Le représentant Yoon Sang hyun du Parti du pouvoir populaire a introduit un projet de loi visant à lancer une enquête sur les allégations selon lesquelles Kim Jung sook aurait utilisé abusivement sa position et des fonds publics pour effectuer un voyage personnel sous couvert d’une visite officielle. Selon Yoon, ce voyage pourrait être considéré comme une affaire de corruption, nécessitant une enquête approfondie par un avocat spécial.

En novembre 2018, Kim Jung sook avait visité l’Inde, et des documents révèlent qu’elle avait dépensé des millions de wons en services de restauration et en affrètement d’un jet privé présidentiel. Dix autres législateurs du parti au pouvoir ont coparrainé ce projet de loi, suscitant une vive polémique dans la sphère politique.

L’ancien président Moon Jae in a réagi, défendant son épouse sur Facebook. Il a expliqué que la visite en Inde avait été effectuée à la demande répétée du gouvernement indien et a critiqué les attaques des politiciens conservateurs contre Kim Jung sook. Moon a souligné que le bureau présidentiel n’a pas d’influence sur l’allocation budgétaire pour les voyages à l’étranger, suggérant que toute question concernant les dépenses devrait être adressée au ministère de la Culture, des Sports et du Tourisme.

Parallèlement, Youn Kun Young, un représentant du principal Parti démocratique de Corée de l’opposition, a annoncé mardi que Kim Jung-sook envisageait de poursuivre en diffamation les législateurs du parti au pouvoir ayant rédigé le projet de loi d’enquête spéciale. Youn, ancien secrétaire de Moon, a exprimé des inquiétudes quant aux motivations politiques derrière cette enquête.
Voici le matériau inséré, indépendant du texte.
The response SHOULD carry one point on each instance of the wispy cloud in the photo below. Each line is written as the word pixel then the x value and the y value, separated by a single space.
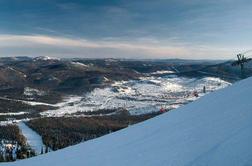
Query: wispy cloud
pixel 37 45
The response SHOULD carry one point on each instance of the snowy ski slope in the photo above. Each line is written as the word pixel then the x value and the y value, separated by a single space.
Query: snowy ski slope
pixel 215 130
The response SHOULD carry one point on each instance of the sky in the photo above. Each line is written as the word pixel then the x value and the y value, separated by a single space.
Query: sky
pixel 141 29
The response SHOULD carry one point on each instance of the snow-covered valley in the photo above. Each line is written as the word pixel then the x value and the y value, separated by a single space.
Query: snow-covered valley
pixel 214 130
pixel 148 94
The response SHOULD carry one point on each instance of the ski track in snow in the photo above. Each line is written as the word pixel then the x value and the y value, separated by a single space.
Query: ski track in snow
pixel 33 138
pixel 212 131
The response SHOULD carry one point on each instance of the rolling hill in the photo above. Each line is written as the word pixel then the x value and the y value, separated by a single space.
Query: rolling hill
pixel 214 130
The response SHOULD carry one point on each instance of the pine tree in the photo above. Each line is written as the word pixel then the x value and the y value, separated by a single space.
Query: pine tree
pixel 42 150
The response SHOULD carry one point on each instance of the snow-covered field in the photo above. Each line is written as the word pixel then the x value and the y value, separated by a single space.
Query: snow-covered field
pixel 214 130
pixel 33 139
pixel 148 94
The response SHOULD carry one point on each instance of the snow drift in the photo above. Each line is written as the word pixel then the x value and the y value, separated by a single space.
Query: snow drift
pixel 214 130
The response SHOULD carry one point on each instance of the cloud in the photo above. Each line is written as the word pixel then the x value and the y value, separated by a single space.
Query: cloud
pixel 38 45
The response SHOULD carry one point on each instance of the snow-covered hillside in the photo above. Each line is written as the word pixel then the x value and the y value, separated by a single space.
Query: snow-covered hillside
pixel 214 130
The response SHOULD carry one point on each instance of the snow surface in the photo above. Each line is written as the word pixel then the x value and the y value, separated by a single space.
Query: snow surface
pixel 141 96
pixel 33 138
pixel 215 130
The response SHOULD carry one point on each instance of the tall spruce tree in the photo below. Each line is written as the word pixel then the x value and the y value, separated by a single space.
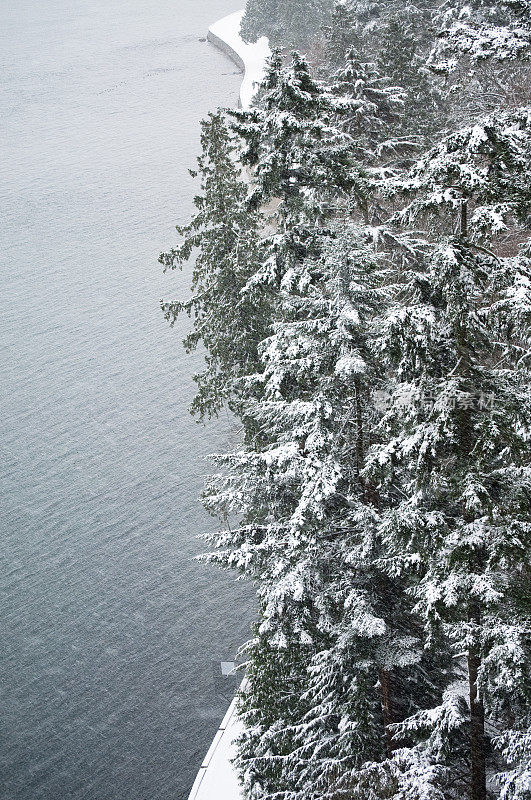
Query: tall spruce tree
pixel 287 23
pixel 302 165
pixel 223 236
pixel 340 34
pixel 457 434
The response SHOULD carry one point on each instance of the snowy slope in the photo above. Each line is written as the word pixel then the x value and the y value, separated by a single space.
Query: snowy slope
pixel 250 58
pixel 216 780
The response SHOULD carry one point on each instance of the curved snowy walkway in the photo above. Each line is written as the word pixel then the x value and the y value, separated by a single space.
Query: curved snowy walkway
pixel 250 58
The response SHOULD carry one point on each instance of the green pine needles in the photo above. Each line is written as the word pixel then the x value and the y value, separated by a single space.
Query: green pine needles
pixel 362 292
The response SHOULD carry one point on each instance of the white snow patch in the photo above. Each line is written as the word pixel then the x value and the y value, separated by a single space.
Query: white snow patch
pixel 251 58
pixel 217 779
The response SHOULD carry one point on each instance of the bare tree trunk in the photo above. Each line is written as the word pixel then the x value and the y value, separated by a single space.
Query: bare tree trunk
pixel 386 693
pixel 478 777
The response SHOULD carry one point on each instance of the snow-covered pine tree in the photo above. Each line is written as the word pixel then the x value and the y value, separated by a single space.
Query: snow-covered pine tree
pixel 335 660
pixel 302 164
pixel 455 464
pixel 287 23
pixel 370 111
pixel 482 30
pixel 340 34
pixel 483 49
pixel 224 235
pixel 401 59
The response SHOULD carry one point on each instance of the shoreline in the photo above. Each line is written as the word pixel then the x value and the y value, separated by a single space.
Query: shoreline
pixel 250 58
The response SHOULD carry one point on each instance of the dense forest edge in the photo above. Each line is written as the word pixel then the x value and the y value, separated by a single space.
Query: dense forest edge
pixel 362 294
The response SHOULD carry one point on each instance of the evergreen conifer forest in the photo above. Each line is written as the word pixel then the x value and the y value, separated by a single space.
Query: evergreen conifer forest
pixel 362 292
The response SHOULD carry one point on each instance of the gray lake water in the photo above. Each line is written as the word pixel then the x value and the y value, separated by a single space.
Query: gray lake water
pixel 108 626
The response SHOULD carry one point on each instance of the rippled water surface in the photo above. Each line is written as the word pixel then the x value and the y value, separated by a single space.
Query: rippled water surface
pixel 108 626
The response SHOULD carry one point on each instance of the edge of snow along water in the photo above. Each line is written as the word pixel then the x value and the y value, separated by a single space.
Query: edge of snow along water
pixel 250 58
pixel 217 779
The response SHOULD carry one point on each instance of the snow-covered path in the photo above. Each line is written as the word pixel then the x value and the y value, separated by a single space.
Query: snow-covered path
pixel 216 780
pixel 250 58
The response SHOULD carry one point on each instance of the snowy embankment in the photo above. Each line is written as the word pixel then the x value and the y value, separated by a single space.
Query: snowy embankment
pixel 217 780
pixel 250 58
Le débat sur cette affaire a révélé des points de vue divergents au sein de la sphère politique. Certains soutiennent l’enquête, tandis que d’autres critiquent le timing de cette initiative, la voyant comme une réponse à la pression de l’opposition pour une enquête similaire sur des allégations concernant la première dame actuelle, Kim Keon Hee.
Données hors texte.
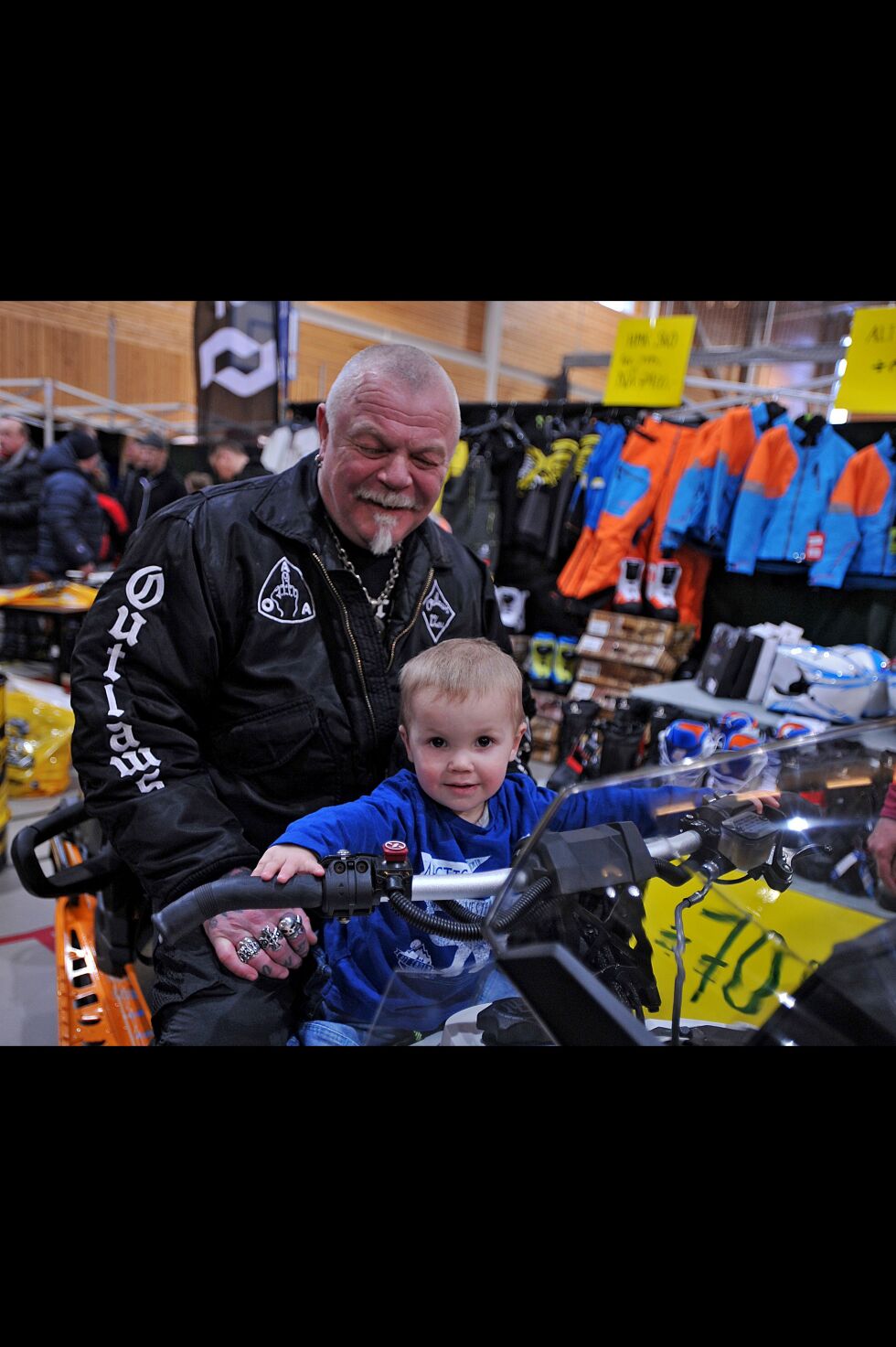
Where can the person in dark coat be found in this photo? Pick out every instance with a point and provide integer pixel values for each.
(148, 484)
(230, 462)
(20, 487)
(70, 523)
(239, 669)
Le maire conservateur de Daegu, Hong Joon pyo, a également demandé des explications à Moon et à son épouse sur ces allégations. Des documents récemment publiés par le représentant Park Soo young montrent que le gouvernement indien avait initialement invité le ministre de la Culture de l’époque, Do Jong hwan, avant de modifier l’itinéraire pour inclure le voyage de Kim Jung sook. Un autre document révèle que 230 millions de wons ont été dépensés pour les services de Korean Air Lines, dont 62,92 millions de wons uniquement pour la restauration aérienne.

Cette affaire continue de diviser l’opinion publique en Corée du Sud, soulevant des questions sur l’utilisation des fonds publics et la transparence des voyages officiels.